Si la Poste ou la Caisse d'épargne d'Ile-de-France n'appliquent aucune date de valeur, les dépôts des chèques ne sont pas pour autant crédités le jour même. Ils restent soumis, et c'est tout à fait compréhensible, à des délais techniques de regroupement, de transmission, et de traitement. Si votre CCP est domicilié à Paris, un chèque déposé dans un bureau de poste parisien sera porté au crédit le jour même ou le lendemain, selon l'heure de dépôt. Le même chèque, déposé dans une autre région, nécessitera un délai de 48, voire 72 heures. la Poste justifie ce délai par l'étendue de son réseau : 16 000 bureaux de poste, parfois fort éloignés des centres de traitement.

Rappelons que les consommateurs ne connaissent pas le montant du préjudice qu'ils subissent chaque année. Mais les banques, elles, savent combien il leur rapporte : au moins deux milliards d'euros chaque année.
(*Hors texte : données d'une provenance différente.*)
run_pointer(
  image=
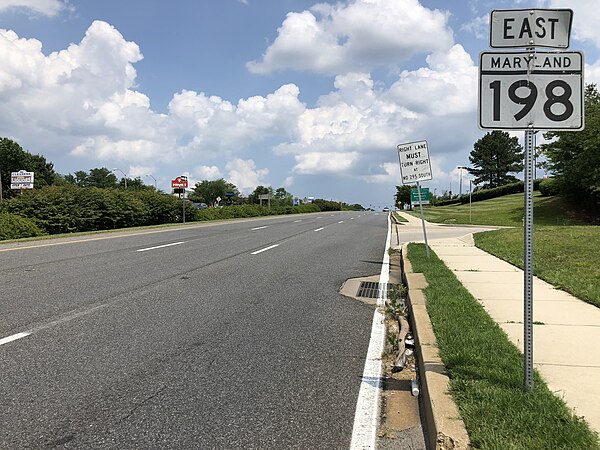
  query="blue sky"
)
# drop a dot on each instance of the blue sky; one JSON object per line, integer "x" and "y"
{"x": 310, "y": 96}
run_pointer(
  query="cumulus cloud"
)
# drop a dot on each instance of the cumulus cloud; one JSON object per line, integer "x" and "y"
{"x": 250, "y": 120}
{"x": 585, "y": 20}
{"x": 82, "y": 101}
{"x": 326, "y": 162}
{"x": 479, "y": 26}
{"x": 48, "y": 8}
{"x": 355, "y": 36}
{"x": 445, "y": 87}
{"x": 244, "y": 174}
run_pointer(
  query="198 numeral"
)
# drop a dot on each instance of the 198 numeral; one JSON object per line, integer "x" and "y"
{"x": 557, "y": 92}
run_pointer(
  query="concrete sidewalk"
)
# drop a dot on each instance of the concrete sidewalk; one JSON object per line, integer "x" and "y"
{"x": 566, "y": 341}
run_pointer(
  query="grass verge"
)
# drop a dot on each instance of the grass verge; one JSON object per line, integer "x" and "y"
{"x": 566, "y": 257}
{"x": 505, "y": 211}
{"x": 486, "y": 372}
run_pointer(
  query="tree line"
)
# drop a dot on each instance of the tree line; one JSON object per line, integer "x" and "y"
{"x": 571, "y": 157}
{"x": 97, "y": 200}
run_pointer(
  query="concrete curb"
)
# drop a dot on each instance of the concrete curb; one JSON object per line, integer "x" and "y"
{"x": 445, "y": 429}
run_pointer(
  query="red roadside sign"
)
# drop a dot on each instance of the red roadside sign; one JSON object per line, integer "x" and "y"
{"x": 179, "y": 182}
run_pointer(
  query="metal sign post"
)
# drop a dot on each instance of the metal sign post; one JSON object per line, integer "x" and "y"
{"x": 528, "y": 262}
{"x": 423, "y": 219}
{"x": 530, "y": 91}
{"x": 415, "y": 166}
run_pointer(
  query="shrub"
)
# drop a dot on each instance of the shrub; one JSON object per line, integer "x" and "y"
{"x": 549, "y": 187}
{"x": 16, "y": 227}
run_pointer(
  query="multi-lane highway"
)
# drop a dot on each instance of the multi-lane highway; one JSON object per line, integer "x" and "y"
{"x": 225, "y": 335}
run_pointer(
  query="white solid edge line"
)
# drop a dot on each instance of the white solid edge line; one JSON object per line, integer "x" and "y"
{"x": 159, "y": 246}
{"x": 264, "y": 249}
{"x": 364, "y": 431}
{"x": 14, "y": 337}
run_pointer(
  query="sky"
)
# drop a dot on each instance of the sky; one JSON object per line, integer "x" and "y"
{"x": 310, "y": 96}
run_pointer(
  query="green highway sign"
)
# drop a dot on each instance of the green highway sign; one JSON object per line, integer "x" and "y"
{"x": 425, "y": 196}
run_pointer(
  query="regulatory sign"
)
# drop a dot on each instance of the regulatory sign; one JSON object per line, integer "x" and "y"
{"x": 425, "y": 196}
{"x": 539, "y": 90}
{"x": 530, "y": 28}
{"x": 21, "y": 180}
{"x": 414, "y": 162}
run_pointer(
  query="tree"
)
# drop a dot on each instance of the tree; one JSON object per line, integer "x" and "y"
{"x": 206, "y": 191}
{"x": 260, "y": 190}
{"x": 574, "y": 157}
{"x": 14, "y": 158}
{"x": 493, "y": 157}
{"x": 283, "y": 197}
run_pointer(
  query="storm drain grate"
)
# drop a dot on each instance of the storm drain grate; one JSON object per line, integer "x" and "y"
{"x": 370, "y": 289}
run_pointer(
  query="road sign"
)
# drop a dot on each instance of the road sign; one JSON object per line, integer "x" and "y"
{"x": 530, "y": 28}
{"x": 539, "y": 90}
{"x": 179, "y": 182}
{"x": 425, "y": 196}
{"x": 415, "y": 165}
{"x": 21, "y": 180}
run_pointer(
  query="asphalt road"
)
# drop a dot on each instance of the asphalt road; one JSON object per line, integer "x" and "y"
{"x": 209, "y": 336}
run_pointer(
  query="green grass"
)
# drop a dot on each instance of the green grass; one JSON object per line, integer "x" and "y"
{"x": 398, "y": 217}
{"x": 565, "y": 252}
{"x": 504, "y": 211}
{"x": 486, "y": 373}
{"x": 566, "y": 257}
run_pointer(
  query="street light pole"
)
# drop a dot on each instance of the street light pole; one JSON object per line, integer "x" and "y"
{"x": 124, "y": 175}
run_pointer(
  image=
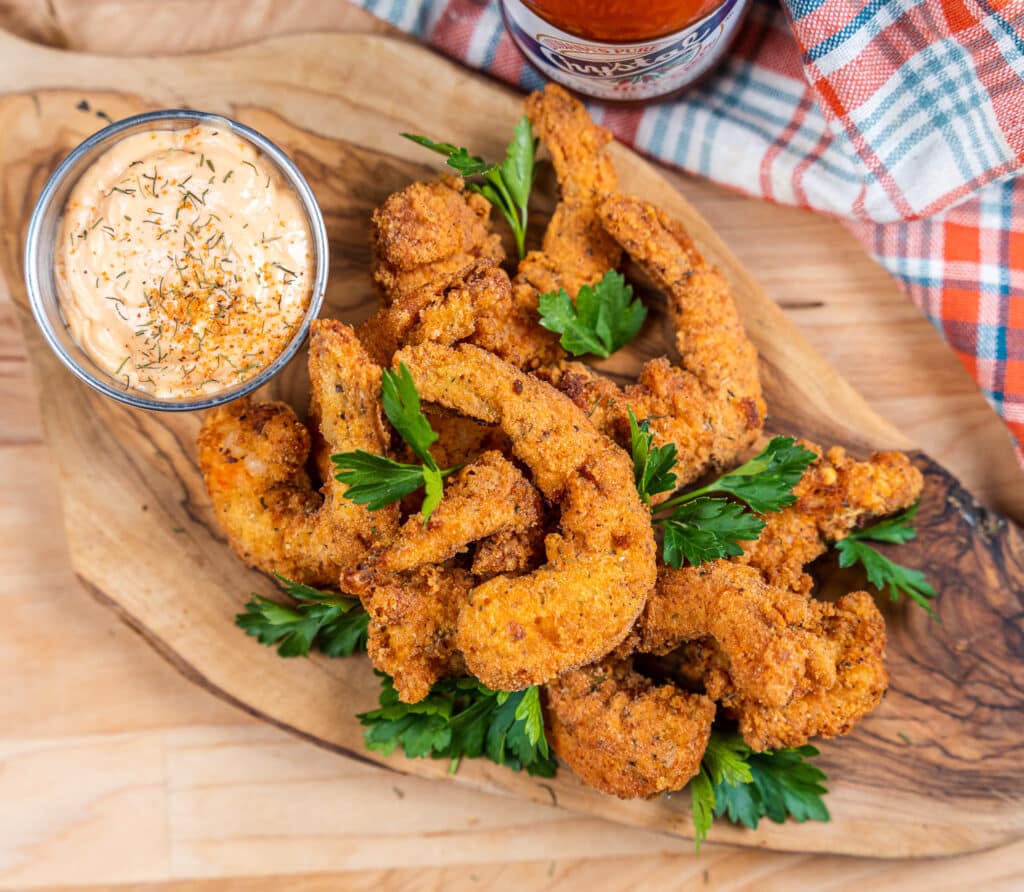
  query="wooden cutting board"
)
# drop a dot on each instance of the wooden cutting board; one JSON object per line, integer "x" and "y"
{"x": 935, "y": 770}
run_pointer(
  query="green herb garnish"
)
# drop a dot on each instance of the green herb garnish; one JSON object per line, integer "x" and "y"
{"x": 699, "y": 527}
{"x": 506, "y": 185}
{"x": 336, "y": 624}
{"x": 745, "y": 786}
{"x": 377, "y": 480}
{"x": 883, "y": 572}
{"x": 603, "y": 320}
{"x": 461, "y": 718}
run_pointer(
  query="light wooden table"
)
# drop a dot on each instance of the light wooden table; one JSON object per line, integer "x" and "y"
{"x": 116, "y": 770}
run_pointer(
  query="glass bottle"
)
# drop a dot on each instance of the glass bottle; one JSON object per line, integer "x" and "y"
{"x": 624, "y": 49}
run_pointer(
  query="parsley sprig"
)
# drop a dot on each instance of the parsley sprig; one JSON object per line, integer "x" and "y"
{"x": 603, "y": 320}
{"x": 882, "y": 571}
{"x": 745, "y": 786}
{"x": 699, "y": 527}
{"x": 506, "y": 185}
{"x": 336, "y": 624}
{"x": 461, "y": 718}
{"x": 377, "y": 480}
{"x": 651, "y": 465}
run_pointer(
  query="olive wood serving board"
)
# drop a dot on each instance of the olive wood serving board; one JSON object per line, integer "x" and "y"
{"x": 934, "y": 770}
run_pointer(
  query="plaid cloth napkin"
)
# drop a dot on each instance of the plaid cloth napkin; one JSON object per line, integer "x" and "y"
{"x": 903, "y": 117}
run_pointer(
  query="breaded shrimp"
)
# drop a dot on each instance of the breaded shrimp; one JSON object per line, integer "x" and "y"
{"x": 413, "y": 619}
{"x": 835, "y": 496}
{"x": 253, "y": 460}
{"x": 487, "y": 497}
{"x": 624, "y": 734}
{"x": 518, "y": 631}
{"x": 427, "y": 234}
{"x": 577, "y": 249}
{"x": 787, "y": 667}
{"x": 712, "y": 408}
{"x": 856, "y": 631}
{"x": 766, "y": 635}
{"x": 472, "y": 303}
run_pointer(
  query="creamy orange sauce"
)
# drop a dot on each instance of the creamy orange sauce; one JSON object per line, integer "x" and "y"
{"x": 184, "y": 261}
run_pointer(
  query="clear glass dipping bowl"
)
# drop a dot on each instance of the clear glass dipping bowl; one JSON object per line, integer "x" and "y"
{"x": 44, "y": 227}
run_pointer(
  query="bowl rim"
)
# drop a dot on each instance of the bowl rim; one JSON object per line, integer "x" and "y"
{"x": 111, "y": 134}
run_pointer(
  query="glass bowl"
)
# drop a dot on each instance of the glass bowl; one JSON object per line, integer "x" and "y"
{"x": 44, "y": 227}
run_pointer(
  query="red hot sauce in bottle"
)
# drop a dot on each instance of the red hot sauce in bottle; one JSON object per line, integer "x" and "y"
{"x": 624, "y": 49}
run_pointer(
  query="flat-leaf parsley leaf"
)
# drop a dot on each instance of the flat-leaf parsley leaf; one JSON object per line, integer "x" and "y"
{"x": 604, "y": 317}
{"x": 745, "y": 786}
{"x": 506, "y": 185}
{"x": 336, "y": 624}
{"x": 462, "y": 718}
{"x": 882, "y": 571}
{"x": 377, "y": 480}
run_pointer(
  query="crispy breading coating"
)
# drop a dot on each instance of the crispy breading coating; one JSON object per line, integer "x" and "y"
{"x": 624, "y": 734}
{"x": 711, "y": 408}
{"x": 768, "y": 636}
{"x": 856, "y": 631}
{"x": 836, "y": 496}
{"x": 407, "y": 581}
{"x": 512, "y": 552}
{"x": 253, "y": 460}
{"x": 426, "y": 234}
{"x": 489, "y": 496}
{"x": 473, "y": 303}
{"x": 413, "y": 619}
{"x": 518, "y": 631}
{"x": 577, "y": 249}
{"x": 785, "y": 666}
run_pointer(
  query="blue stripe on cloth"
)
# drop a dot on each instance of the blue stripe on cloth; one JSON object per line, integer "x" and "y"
{"x": 864, "y": 14}
{"x": 800, "y": 8}
{"x": 1016, "y": 35}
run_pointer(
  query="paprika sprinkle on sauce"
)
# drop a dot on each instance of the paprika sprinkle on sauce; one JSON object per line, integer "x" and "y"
{"x": 184, "y": 262}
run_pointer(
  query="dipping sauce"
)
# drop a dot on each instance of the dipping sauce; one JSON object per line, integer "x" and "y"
{"x": 184, "y": 262}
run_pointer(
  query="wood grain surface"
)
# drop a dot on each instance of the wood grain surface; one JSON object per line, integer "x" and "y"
{"x": 56, "y": 704}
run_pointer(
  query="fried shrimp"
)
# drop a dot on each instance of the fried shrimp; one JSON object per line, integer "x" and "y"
{"x": 624, "y": 734}
{"x": 856, "y": 631}
{"x": 472, "y": 303}
{"x": 785, "y": 666}
{"x": 577, "y": 249}
{"x": 413, "y": 598}
{"x": 253, "y": 460}
{"x": 763, "y": 633}
{"x": 712, "y": 408}
{"x": 412, "y": 630}
{"x": 487, "y": 497}
{"x": 523, "y": 630}
{"x": 835, "y": 496}
{"x": 427, "y": 235}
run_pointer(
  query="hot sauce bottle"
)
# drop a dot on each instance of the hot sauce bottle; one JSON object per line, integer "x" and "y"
{"x": 624, "y": 49}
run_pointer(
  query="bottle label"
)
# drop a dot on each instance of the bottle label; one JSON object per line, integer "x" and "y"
{"x": 624, "y": 71}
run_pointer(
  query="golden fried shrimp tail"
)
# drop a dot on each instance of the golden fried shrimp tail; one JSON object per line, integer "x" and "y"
{"x": 413, "y": 599}
{"x": 413, "y": 618}
{"x": 473, "y": 303}
{"x": 253, "y": 460}
{"x": 487, "y": 497}
{"x": 624, "y": 734}
{"x": 713, "y": 409}
{"x": 836, "y": 496}
{"x": 786, "y": 667}
{"x": 580, "y": 605}
{"x": 767, "y": 636}
{"x": 577, "y": 250}
{"x": 856, "y": 632}
{"x": 427, "y": 232}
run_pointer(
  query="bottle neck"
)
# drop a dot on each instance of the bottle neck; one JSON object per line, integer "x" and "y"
{"x": 624, "y": 71}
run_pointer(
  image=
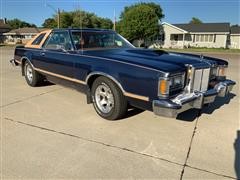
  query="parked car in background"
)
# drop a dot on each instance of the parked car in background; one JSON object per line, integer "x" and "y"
{"x": 115, "y": 74}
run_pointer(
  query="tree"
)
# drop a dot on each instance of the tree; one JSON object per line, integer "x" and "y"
{"x": 78, "y": 19}
{"x": 17, "y": 23}
{"x": 140, "y": 21}
{"x": 50, "y": 23}
{"x": 195, "y": 20}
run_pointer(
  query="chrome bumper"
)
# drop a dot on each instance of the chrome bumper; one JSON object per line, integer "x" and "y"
{"x": 183, "y": 102}
{"x": 13, "y": 62}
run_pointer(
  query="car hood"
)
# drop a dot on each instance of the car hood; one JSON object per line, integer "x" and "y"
{"x": 157, "y": 59}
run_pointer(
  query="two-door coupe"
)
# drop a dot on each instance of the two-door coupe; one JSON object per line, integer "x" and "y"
{"x": 115, "y": 74}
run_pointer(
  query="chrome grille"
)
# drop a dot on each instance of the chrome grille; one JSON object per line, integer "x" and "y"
{"x": 201, "y": 79}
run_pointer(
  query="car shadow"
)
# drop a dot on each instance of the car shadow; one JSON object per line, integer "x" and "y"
{"x": 192, "y": 114}
{"x": 237, "y": 155}
{"x": 133, "y": 112}
{"x": 45, "y": 83}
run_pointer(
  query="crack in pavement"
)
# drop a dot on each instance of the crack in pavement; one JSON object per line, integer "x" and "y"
{"x": 188, "y": 154}
{"x": 27, "y": 98}
{"x": 190, "y": 145}
{"x": 123, "y": 148}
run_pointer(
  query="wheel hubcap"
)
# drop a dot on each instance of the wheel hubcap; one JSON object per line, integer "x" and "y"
{"x": 104, "y": 98}
{"x": 29, "y": 73}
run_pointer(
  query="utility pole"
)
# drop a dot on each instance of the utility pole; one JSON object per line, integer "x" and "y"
{"x": 114, "y": 22}
{"x": 58, "y": 12}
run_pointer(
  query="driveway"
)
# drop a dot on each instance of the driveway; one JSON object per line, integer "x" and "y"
{"x": 51, "y": 132}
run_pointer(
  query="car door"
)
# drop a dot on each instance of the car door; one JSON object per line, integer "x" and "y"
{"x": 55, "y": 56}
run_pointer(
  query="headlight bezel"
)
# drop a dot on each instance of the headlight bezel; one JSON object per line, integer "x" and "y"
{"x": 166, "y": 85}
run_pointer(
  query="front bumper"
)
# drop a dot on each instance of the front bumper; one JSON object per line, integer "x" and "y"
{"x": 14, "y": 62}
{"x": 183, "y": 102}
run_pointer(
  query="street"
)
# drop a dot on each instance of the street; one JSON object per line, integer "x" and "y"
{"x": 51, "y": 132}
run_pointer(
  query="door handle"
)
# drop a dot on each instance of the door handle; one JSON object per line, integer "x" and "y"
{"x": 42, "y": 53}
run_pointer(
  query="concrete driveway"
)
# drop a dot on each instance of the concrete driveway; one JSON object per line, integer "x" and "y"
{"x": 50, "y": 132}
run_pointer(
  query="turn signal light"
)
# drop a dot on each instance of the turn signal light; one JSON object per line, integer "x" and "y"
{"x": 163, "y": 86}
{"x": 221, "y": 71}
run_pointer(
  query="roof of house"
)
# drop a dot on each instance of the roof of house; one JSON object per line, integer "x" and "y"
{"x": 4, "y": 27}
{"x": 205, "y": 27}
{"x": 25, "y": 30}
{"x": 235, "y": 29}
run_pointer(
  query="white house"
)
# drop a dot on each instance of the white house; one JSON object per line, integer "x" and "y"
{"x": 20, "y": 36}
{"x": 235, "y": 37}
{"x": 210, "y": 35}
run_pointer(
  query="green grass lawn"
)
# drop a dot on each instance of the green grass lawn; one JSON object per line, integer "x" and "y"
{"x": 214, "y": 50}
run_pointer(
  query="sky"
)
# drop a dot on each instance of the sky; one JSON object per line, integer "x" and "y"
{"x": 176, "y": 11}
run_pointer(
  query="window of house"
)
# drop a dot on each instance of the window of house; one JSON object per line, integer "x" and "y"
{"x": 38, "y": 40}
{"x": 204, "y": 38}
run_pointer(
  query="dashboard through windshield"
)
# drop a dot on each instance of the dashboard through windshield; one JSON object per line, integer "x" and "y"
{"x": 99, "y": 40}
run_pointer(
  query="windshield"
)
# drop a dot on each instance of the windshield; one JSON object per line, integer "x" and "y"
{"x": 99, "y": 40}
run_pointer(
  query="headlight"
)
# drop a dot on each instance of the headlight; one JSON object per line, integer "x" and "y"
{"x": 170, "y": 84}
{"x": 222, "y": 71}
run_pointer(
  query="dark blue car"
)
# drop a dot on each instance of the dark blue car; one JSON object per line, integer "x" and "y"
{"x": 115, "y": 75}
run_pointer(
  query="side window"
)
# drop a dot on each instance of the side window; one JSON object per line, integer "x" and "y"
{"x": 38, "y": 40}
{"x": 59, "y": 40}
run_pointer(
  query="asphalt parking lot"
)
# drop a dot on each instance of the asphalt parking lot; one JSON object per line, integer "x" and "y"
{"x": 50, "y": 132}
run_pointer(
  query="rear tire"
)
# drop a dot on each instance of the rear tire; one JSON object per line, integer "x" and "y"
{"x": 32, "y": 77}
{"x": 108, "y": 99}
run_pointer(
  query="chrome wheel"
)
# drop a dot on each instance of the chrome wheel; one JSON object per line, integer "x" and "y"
{"x": 29, "y": 72}
{"x": 104, "y": 98}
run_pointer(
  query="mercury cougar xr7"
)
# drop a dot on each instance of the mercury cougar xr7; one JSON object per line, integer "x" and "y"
{"x": 115, "y": 74}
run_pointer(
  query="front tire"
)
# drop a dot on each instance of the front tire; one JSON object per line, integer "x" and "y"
{"x": 32, "y": 77}
{"x": 108, "y": 100}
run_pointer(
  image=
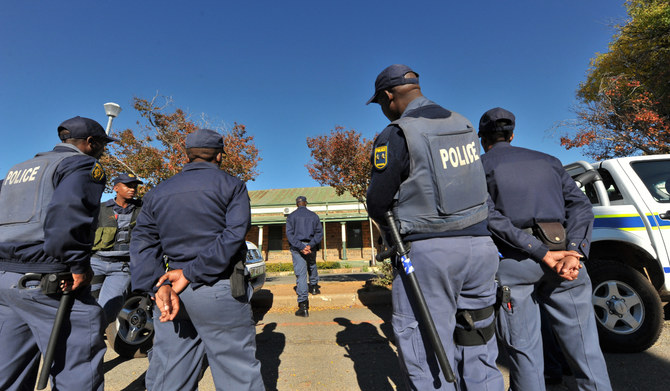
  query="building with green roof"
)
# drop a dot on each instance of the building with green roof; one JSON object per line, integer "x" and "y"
{"x": 346, "y": 225}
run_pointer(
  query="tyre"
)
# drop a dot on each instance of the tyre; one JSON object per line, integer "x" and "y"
{"x": 131, "y": 335}
{"x": 628, "y": 310}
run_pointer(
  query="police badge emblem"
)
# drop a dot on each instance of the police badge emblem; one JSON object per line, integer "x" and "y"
{"x": 97, "y": 172}
{"x": 381, "y": 155}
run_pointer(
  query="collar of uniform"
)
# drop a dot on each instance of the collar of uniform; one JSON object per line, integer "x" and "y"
{"x": 199, "y": 166}
{"x": 416, "y": 103}
{"x": 501, "y": 144}
{"x": 61, "y": 146}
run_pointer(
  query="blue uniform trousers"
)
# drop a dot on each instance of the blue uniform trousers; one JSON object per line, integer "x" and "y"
{"x": 304, "y": 267}
{"x": 210, "y": 322}
{"x": 26, "y": 320}
{"x": 453, "y": 273}
{"x": 114, "y": 288}
{"x": 568, "y": 307}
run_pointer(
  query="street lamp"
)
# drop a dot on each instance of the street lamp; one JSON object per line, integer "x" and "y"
{"x": 112, "y": 110}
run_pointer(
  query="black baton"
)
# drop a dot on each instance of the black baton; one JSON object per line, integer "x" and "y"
{"x": 63, "y": 310}
{"x": 424, "y": 313}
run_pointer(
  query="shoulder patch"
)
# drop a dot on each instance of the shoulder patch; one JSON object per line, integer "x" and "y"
{"x": 381, "y": 156}
{"x": 97, "y": 172}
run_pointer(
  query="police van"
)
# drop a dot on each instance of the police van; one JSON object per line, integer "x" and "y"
{"x": 629, "y": 260}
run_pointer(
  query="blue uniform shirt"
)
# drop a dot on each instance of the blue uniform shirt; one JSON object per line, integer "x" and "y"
{"x": 303, "y": 225}
{"x": 198, "y": 219}
{"x": 385, "y": 182}
{"x": 526, "y": 187}
{"x": 68, "y": 226}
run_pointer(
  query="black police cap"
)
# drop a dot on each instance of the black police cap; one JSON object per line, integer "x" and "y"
{"x": 391, "y": 76}
{"x": 82, "y": 128}
{"x": 496, "y": 120}
{"x": 126, "y": 179}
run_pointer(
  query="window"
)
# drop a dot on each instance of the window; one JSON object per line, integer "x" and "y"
{"x": 354, "y": 234}
{"x": 655, "y": 174}
{"x": 275, "y": 237}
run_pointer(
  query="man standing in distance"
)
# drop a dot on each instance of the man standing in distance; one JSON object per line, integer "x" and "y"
{"x": 534, "y": 195}
{"x": 304, "y": 234}
{"x": 440, "y": 203}
{"x": 110, "y": 261}
{"x": 194, "y": 225}
{"x": 48, "y": 209}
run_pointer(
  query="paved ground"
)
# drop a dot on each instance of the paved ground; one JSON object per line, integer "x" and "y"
{"x": 346, "y": 344}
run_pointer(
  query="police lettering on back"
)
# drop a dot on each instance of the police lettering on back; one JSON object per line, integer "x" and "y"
{"x": 459, "y": 156}
{"x": 21, "y": 176}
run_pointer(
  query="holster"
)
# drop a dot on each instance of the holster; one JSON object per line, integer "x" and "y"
{"x": 552, "y": 234}
{"x": 49, "y": 283}
{"x": 238, "y": 281}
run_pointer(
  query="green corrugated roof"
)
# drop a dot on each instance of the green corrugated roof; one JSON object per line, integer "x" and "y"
{"x": 280, "y": 197}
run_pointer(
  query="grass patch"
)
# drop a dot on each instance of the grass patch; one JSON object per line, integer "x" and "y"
{"x": 288, "y": 267}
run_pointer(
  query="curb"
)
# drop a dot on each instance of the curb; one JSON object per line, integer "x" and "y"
{"x": 362, "y": 298}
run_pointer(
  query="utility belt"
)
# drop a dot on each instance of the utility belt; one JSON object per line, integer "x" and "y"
{"x": 236, "y": 273}
{"x": 552, "y": 234}
{"x": 121, "y": 258}
{"x": 49, "y": 283}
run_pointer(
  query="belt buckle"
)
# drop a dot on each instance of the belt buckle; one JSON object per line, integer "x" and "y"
{"x": 29, "y": 277}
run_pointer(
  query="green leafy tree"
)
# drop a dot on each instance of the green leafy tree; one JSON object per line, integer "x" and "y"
{"x": 625, "y": 101}
{"x": 156, "y": 150}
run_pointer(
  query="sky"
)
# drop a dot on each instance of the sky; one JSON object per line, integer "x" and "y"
{"x": 289, "y": 70}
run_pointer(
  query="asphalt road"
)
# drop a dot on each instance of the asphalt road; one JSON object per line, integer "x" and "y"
{"x": 350, "y": 349}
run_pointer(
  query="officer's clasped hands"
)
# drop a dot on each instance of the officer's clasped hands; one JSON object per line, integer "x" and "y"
{"x": 167, "y": 301}
{"x": 565, "y": 263}
{"x": 176, "y": 278}
{"x": 78, "y": 281}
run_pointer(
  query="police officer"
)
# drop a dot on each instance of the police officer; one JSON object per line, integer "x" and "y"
{"x": 48, "y": 208}
{"x": 304, "y": 234}
{"x": 111, "y": 272}
{"x": 534, "y": 195}
{"x": 426, "y": 169}
{"x": 194, "y": 225}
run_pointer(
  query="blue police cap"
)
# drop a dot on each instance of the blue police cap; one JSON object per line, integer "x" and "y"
{"x": 496, "y": 120}
{"x": 204, "y": 138}
{"x": 392, "y": 76}
{"x": 81, "y": 127}
{"x": 126, "y": 179}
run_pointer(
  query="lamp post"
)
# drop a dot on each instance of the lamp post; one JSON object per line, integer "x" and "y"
{"x": 112, "y": 110}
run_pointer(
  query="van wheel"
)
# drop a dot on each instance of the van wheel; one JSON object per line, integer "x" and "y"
{"x": 131, "y": 335}
{"x": 628, "y": 309}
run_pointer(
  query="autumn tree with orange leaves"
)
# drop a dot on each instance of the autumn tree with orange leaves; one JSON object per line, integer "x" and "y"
{"x": 341, "y": 160}
{"x": 625, "y": 101}
{"x": 623, "y": 121}
{"x": 156, "y": 150}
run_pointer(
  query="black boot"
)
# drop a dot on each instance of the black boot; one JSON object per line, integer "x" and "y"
{"x": 303, "y": 308}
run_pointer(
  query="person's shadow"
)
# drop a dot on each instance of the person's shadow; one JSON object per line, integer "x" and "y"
{"x": 375, "y": 362}
{"x": 269, "y": 346}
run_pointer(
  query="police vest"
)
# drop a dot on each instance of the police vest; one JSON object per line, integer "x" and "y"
{"x": 446, "y": 187}
{"x": 112, "y": 237}
{"x": 26, "y": 193}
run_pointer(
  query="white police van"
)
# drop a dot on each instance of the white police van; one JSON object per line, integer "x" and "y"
{"x": 131, "y": 335}
{"x": 629, "y": 258}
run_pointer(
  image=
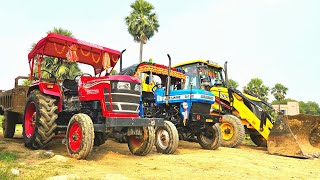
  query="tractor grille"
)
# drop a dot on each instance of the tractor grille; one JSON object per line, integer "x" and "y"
{"x": 201, "y": 108}
{"x": 123, "y": 101}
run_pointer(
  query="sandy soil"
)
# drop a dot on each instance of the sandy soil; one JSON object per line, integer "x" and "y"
{"x": 114, "y": 161}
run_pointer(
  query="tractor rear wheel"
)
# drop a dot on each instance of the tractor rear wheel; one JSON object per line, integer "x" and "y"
{"x": 9, "y": 124}
{"x": 141, "y": 145}
{"x": 211, "y": 137}
{"x": 258, "y": 140}
{"x": 39, "y": 122}
{"x": 100, "y": 138}
{"x": 167, "y": 138}
{"x": 80, "y": 136}
{"x": 233, "y": 131}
Il existe en outre des différences de traitement entre catégories de clients. Ainsi, les grandes entreprises peuvent obtenir la suppression des dates de valeur, moyennant le paiement de services auparavant gratuits. Compte tenu des flux importants qui circulent sur leurs comptes, leurs services financiers peuvent négocier des contrats avec les banques. Les particuliers ne disposent pas d'un tel pouvoir de négociation. Ils ignorent, le plus souvent, les techniques utilisées et les montants dont ils sont spoliés. Les règles de gestion des comptes, en outre, peuvent évoluer sans qu'ils en soient informés.

La conséquence de tout cela est que, pour les consommateurs, les agios sont alourdis. De surcroît, les périodes de découvert créées ou prolongées par les dates de valeur peuvent engendrer des rejets de prélèvements et des rejets d'écritures, assortis d'envois de lettres d'injonction et de déclarations à la Banque de France. Les banques facturent lourdement ces prestations, aggravant ainsi la situation financière de leurs clients. En règle générale, toutefois, les sommes perçues du fait des dates de valeur ne sont pas très importantes, et passent inaperçues. Cependant, l'addition de ces petites sommes fait que l'on atteint des montants colossaux.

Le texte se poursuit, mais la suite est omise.